The outstanding ensemble cast don’t put a foot wrong – both metaphorically and literally; like all Arrows productions, this is a play where every movement has meaning – and make us feel every emotion: there’s desperation and anger in abundance, but in lighter moments we’re also given the chance to appreciate the optimism and camaraderie of young people who want to make the world a better place. And through it all runs fear: the fear of being caught, of speaking out, of losing friends – but on the other side of the scales sits the fear of keeping quiet and what that could potentially lead to.

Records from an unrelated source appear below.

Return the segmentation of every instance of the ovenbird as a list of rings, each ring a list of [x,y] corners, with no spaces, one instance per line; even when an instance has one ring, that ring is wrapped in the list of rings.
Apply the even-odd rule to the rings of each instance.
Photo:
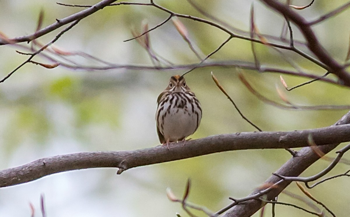
[[[157,100],[157,132],[163,146],[182,140],[197,130],[202,118],[202,108],[185,78],[172,76],[169,85]]]

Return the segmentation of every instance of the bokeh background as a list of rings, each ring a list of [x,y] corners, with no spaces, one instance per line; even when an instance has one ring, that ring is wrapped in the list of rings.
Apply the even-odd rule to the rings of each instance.
[[[3,0],[0,1],[0,31],[10,37],[32,32],[41,9],[45,13],[43,26],[56,19],[82,9],[65,7],[56,1]],[[155,0],[178,13],[202,17],[185,0]],[[339,0],[318,0],[312,6],[298,12],[313,20],[345,2]],[[293,1],[304,5],[309,1]],[[94,4],[97,1],[64,0],[67,3]],[[139,2],[146,2],[141,1]],[[201,7],[233,26],[248,30],[252,1],[196,1]],[[254,2],[256,23],[263,33],[279,36],[283,19]],[[149,6],[121,6],[106,8],[82,20],[55,45],[71,52],[82,51],[116,64],[152,65],[146,51],[135,41],[123,42],[132,37],[133,28],[140,31],[141,23],[150,27],[168,15]],[[343,63],[348,47],[350,11],[314,28],[324,47],[337,60]],[[207,25],[181,19],[192,42],[204,53],[215,49],[227,37]],[[302,38],[293,28],[295,37]],[[46,43],[58,32],[40,38]],[[152,32],[153,49],[176,64],[198,62],[171,22]],[[23,45],[26,45],[23,43]],[[234,39],[213,56],[212,60],[252,61],[249,42]],[[278,53],[264,45],[256,46],[264,64],[292,69]],[[0,49],[0,74],[5,76],[27,57],[15,52],[16,46]],[[324,73],[310,62],[285,52],[308,72]],[[82,65],[94,64],[91,60],[71,57]],[[36,57],[35,60],[50,63]],[[199,99],[203,110],[196,138],[219,133],[254,131],[235,110],[216,87],[210,76],[213,71],[221,84],[244,114],[264,131],[292,130],[329,125],[347,111],[289,110],[267,105],[247,91],[233,68],[197,69],[187,75],[188,85]],[[184,70],[162,71],[119,69],[89,71],[62,66],[47,69],[27,64],[0,84],[0,169],[19,166],[38,158],[58,154],[94,151],[132,150],[158,145],[154,114],[158,94],[172,75]],[[275,86],[283,88],[279,75],[244,71],[252,85],[270,99],[279,100]],[[290,86],[307,79],[284,76]],[[321,82],[286,93],[290,101],[303,105],[350,103],[349,91]],[[329,154],[335,156],[334,152]],[[178,197],[186,180],[192,188],[189,200],[216,211],[230,203],[229,197],[246,196],[258,187],[290,158],[284,150],[250,150],[228,152],[190,159],[131,169],[117,175],[115,168],[96,168],[55,174],[29,183],[0,188],[0,216],[30,215],[32,203],[40,216],[40,198],[45,197],[47,216],[186,216],[180,204],[169,201],[166,189],[170,187]],[[303,174],[315,174],[329,162],[320,161]],[[330,173],[346,170],[340,165]],[[349,180],[339,178],[310,190],[316,198],[339,216],[350,212]],[[287,190],[302,195],[295,184]],[[308,208],[293,198],[281,195],[281,201]],[[269,212],[270,206],[267,206]],[[276,207],[279,216],[306,216],[290,207]],[[205,216],[198,214],[201,216]],[[256,214],[254,216],[258,216]]]

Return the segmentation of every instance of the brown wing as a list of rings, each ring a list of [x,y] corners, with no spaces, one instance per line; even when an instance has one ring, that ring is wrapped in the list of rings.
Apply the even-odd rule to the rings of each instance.
[[[160,101],[161,99],[162,99],[162,97],[165,93],[165,92],[162,92],[158,96],[158,98],[157,99],[157,104],[158,106],[159,105],[159,101]],[[159,141],[160,142],[160,143],[163,144],[165,143],[165,140],[164,139],[164,136],[163,135],[163,134],[159,131],[159,128],[158,126],[158,120],[157,120],[156,118],[157,117],[156,117],[156,122],[157,122],[157,133],[158,134],[158,138],[159,138]]]

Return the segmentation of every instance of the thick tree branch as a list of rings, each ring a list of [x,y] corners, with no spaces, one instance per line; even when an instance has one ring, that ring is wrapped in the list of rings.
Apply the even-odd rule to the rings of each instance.
[[[261,0],[274,10],[281,14],[293,22],[299,29],[307,42],[309,49],[321,62],[327,65],[330,71],[336,75],[347,86],[350,85],[350,74],[329,55],[318,39],[309,23],[289,7],[274,0]]]
[[[349,123],[350,123],[350,111],[344,115],[334,125],[347,124]],[[332,143],[331,145],[319,146],[320,151],[327,154],[339,144],[335,141]],[[319,155],[315,153],[312,148],[306,147],[298,152],[298,154],[296,156],[293,157],[286,162],[274,173],[286,176],[299,176],[320,158]],[[281,181],[282,180],[280,178],[276,176],[272,175],[262,184],[262,186],[268,185],[268,186],[271,186],[277,182],[280,182],[278,185],[278,188],[274,188],[268,191],[266,195],[268,200],[271,200],[275,198],[291,182],[290,181],[287,181],[281,182]],[[261,191],[261,189],[257,189],[250,195],[256,194]],[[223,211],[228,210],[223,216],[224,217],[248,217],[259,210],[262,205],[262,204],[260,201],[251,200],[246,201],[244,204],[234,206],[229,205],[225,209],[221,210]]]
[[[0,171],[0,187],[24,183],[54,173],[76,169],[117,167],[119,168],[117,173],[120,174],[133,167],[223,151],[307,146],[308,138],[310,133],[318,145],[349,142],[350,124],[289,132],[217,135],[187,142],[184,146],[181,142],[171,144],[170,150],[158,146],[130,151],[82,152],[45,158]],[[296,159],[299,159],[299,157]],[[294,173],[292,175],[281,174],[288,176],[295,175]],[[273,178],[274,181],[278,179],[275,176]]]
[[[117,1],[117,0],[104,0],[101,1],[97,4],[92,5],[89,8],[64,18],[60,20],[56,20],[57,22],[49,26],[43,28],[34,33],[27,35],[17,37],[9,39],[8,40],[4,40],[0,38],[0,45],[8,44],[9,44],[9,42],[12,43],[23,42],[30,42],[33,40],[37,38],[42,36],[46,35],[55,29],[59,28],[61,26],[71,23],[76,20],[81,20],[89,15],[96,12],[98,10],[102,9],[106,6],[107,6],[111,3]]]

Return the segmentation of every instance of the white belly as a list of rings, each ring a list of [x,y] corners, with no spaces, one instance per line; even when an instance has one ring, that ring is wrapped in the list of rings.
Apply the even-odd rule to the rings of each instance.
[[[176,100],[171,100],[174,96],[168,97],[169,100],[158,108],[156,118],[165,141],[175,142],[193,134],[200,122],[202,111],[188,100],[181,101],[177,97],[174,98]]]

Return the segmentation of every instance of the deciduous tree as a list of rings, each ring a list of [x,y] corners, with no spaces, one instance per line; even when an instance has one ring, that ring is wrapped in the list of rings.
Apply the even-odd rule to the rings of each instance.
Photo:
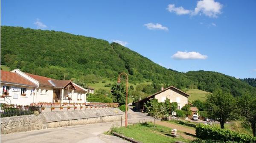
[[[253,136],[256,136],[256,97],[247,93],[238,98],[237,106],[239,114],[250,125]]]
[[[236,100],[230,93],[223,93],[221,90],[206,95],[206,107],[210,117],[218,118],[221,128],[224,123],[235,117]]]
[[[168,110],[164,103],[159,103],[157,99],[153,98],[144,104],[146,112],[154,118],[154,128],[156,127],[156,120],[161,119],[168,115]]]

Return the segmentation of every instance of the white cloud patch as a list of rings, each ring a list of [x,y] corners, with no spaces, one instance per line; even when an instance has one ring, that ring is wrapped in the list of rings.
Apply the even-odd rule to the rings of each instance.
[[[36,21],[34,22],[34,24],[37,25],[37,28],[38,29],[43,29],[46,28],[47,26],[40,21],[40,20],[38,18],[36,19]]]
[[[208,58],[206,55],[203,55],[198,52],[178,51],[171,58],[175,59],[206,59]]]
[[[160,65],[160,66],[161,66],[162,67],[164,66],[164,64],[163,64],[162,63],[161,63],[160,62],[158,64],[159,64]]]
[[[113,40],[113,42],[115,42],[116,43],[119,43],[123,46],[125,46],[127,45],[128,45],[128,42],[127,42],[121,41],[120,40]]]
[[[170,12],[174,12],[178,15],[187,14],[191,13],[190,10],[184,9],[182,6],[175,7],[174,4],[168,5],[168,8],[166,8]]]
[[[152,23],[149,23],[144,24],[143,26],[146,26],[147,28],[149,30],[159,29],[163,30],[166,31],[169,30],[168,28],[166,27],[163,27],[161,24],[158,23],[154,24]]]
[[[195,16],[202,14],[209,17],[217,18],[217,14],[221,14],[223,6],[214,0],[202,0],[198,1],[195,10],[190,10],[184,8],[182,6],[175,7],[174,4],[169,4],[166,8],[170,12],[174,12],[177,15],[190,14]]]
[[[218,17],[217,14],[221,14],[223,5],[214,0],[203,0],[198,2],[196,8],[192,15],[197,15],[202,12],[209,17]]]

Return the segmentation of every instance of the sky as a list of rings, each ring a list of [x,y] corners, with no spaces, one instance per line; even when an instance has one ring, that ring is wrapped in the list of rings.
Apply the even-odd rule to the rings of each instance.
[[[203,70],[256,79],[255,0],[0,3],[1,25],[118,42],[180,72]]]

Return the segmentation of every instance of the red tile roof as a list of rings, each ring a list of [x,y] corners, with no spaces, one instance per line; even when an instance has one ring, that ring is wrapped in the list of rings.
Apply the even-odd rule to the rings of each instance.
[[[86,91],[73,84],[71,80],[56,80],[46,77],[35,75],[31,73],[23,73],[28,76],[39,82],[41,86],[56,88],[64,88],[70,84],[75,90],[81,91]],[[16,73],[1,70],[1,83],[19,84],[37,87],[38,86]]]
[[[37,87],[37,85],[15,73],[1,70],[1,83]]]
[[[30,73],[23,73],[29,76],[32,78],[36,80],[37,81],[38,81],[39,82],[39,84],[40,84],[40,85],[46,86],[47,87],[54,87],[53,85],[51,84],[51,83],[49,81],[49,80],[54,80],[53,79],[48,78],[46,77],[35,75]]]
[[[162,92],[163,92],[163,91],[166,91],[166,90],[167,90],[168,89],[171,89],[171,88],[174,89],[174,90],[176,90],[176,91],[177,91],[178,92],[181,92],[182,93],[183,93],[185,95],[187,95],[188,96],[190,96],[189,94],[188,94],[187,93],[183,92],[183,91],[182,91],[179,90],[178,89],[177,89],[177,88],[176,88],[175,87],[174,87],[171,86],[169,87],[166,88],[166,89],[164,89],[164,90],[161,90],[161,91],[159,91],[159,92],[158,92],[157,93],[154,93],[154,94],[151,95],[150,95],[149,96],[147,97],[144,98],[144,99],[142,99],[142,100],[140,100],[139,101],[136,101],[136,102],[135,102],[135,103],[140,102],[140,101],[142,101],[143,100],[148,100],[148,99],[150,99],[151,98],[154,98],[154,96],[155,95],[157,95],[157,94],[159,94],[159,93],[162,93]]]
[[[198,109],[197,109],[196,107],[190,107],[190,109],[192,110],[192,111],[198,111]]]
[[[44,85],[56,88],[64,88],[70,83],[70,84],[73,86],[73,87],[75,88],[76,90],[84,92],[86,91],[84,89],[74,84],[71,80],[56,80],[30,73],[24,73],[38,81],[40,85]]]

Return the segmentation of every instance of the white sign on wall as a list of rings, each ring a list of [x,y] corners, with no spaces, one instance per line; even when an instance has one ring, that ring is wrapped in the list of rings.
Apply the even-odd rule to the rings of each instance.
[[[20,87],[15,87],[13,86],[12,87],[12,91],[20,92]]]

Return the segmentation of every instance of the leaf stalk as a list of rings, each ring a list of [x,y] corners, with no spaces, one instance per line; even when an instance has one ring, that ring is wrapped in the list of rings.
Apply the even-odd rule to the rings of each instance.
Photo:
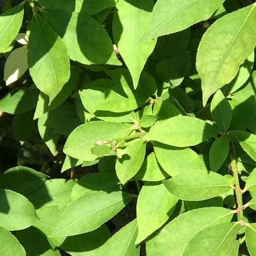
[[[236,160],[232,154],[230,154],[230,157],[231,162],[230,166],[235,179],[235,183],[236,186],[234,188],[236,198],[236,202],[237,203],[237,216],[239,223],[241,226],[244,226],[244,214],[243,210],[243,198],[242,196],[242,191],[241,190],[239,182],[239,177],[238,175],[238,169],[236,164]]]
[[[126,137],[123,137],[122,138],[119,138],[118,139],[113,139],[113,140],[105,140],[103,141],[97,141],[95,145],[96,146],[101,146],[107,144],[112,144],[113,142],[116,142],[118,143],[122,140],[132,140],[133,139],[137,139],[138,138],[142,138],[143,136],[145,135],[148,133],[146,131],[144,131],[142,133],[137,133],[134,135],[130,135],[127,136]]]

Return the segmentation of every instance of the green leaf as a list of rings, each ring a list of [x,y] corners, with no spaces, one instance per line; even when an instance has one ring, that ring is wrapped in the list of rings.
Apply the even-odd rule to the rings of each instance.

From Christopher Tester’s conflicted Gestapo officer Robert Mohr to Pearce Sampson’s quietly courageous Christoph Probst; Conor Moss’ witty Alexander Schmorell to Will Pinchin’s intense, furious Hans Scholl, every character has their own voice, and their own reason for behaving as they do. But above all, this is Sophie’s story, and just as she’s welcomed into her brother’s group of friends, Lucy Ioannou proves to be a fantastic new recruit to the Arrows family, balancing perfectly Sophie’s youth, wit and innocence with the courage and moral strength that will lead her to risk everything for what’s right.
With resident Movement Director Will Pinchin taking to the stage as Hans, Roman Berry seamlessly takes up the mantle, producing thrilling, immaculately choreographed dreamlike sequences reminiscent of the company’s earlier work. The cinematic quality of the play is further enhanced by the inclusion of video footage at the beginning of each act, which shows chilling scenes of Hitler addressing adoring crowds, and drives home more powerfully than any words the impossibility of what the White Rose is trying to do.
The script teases out parallels between 1943 and 2018, without beating us around the head with them, and also makes a point of reminding us that Nazism wasn’t always death camps and terror in the streets; Hitler came to power on the promise of rebuilding Germany, and everyone – including Sophie and Hans – believed him. The play celebrates and acknowledges the White Rose’s sacrifice, but at the same time attempts to understand why everyone else stayed silent even when things went bad. Some, like Sophie’s fiance Fritz (Freddie Cambanakis), feared the repercussions of resistance; some, like her cellmate Else (Cornelia Baumann) optimistically believed it would all soon be over; others, like Gestapo officer Mohr, genuinely thought Hitler had made things better. In allowing these characters to have their say, the play becomes something far more complex than simply good versus evil, and is all the richer for it.
Despite being very well known in Germany, very few of us here in Britain know the story of Sophie Scholl. The White Rose aims to set that right with this powerful, emotional tribute, but also seizes the opportunity to explore the many unnerving similarities between then and now. It’s uncomfortable, and devastating, and you should definitely go and see it.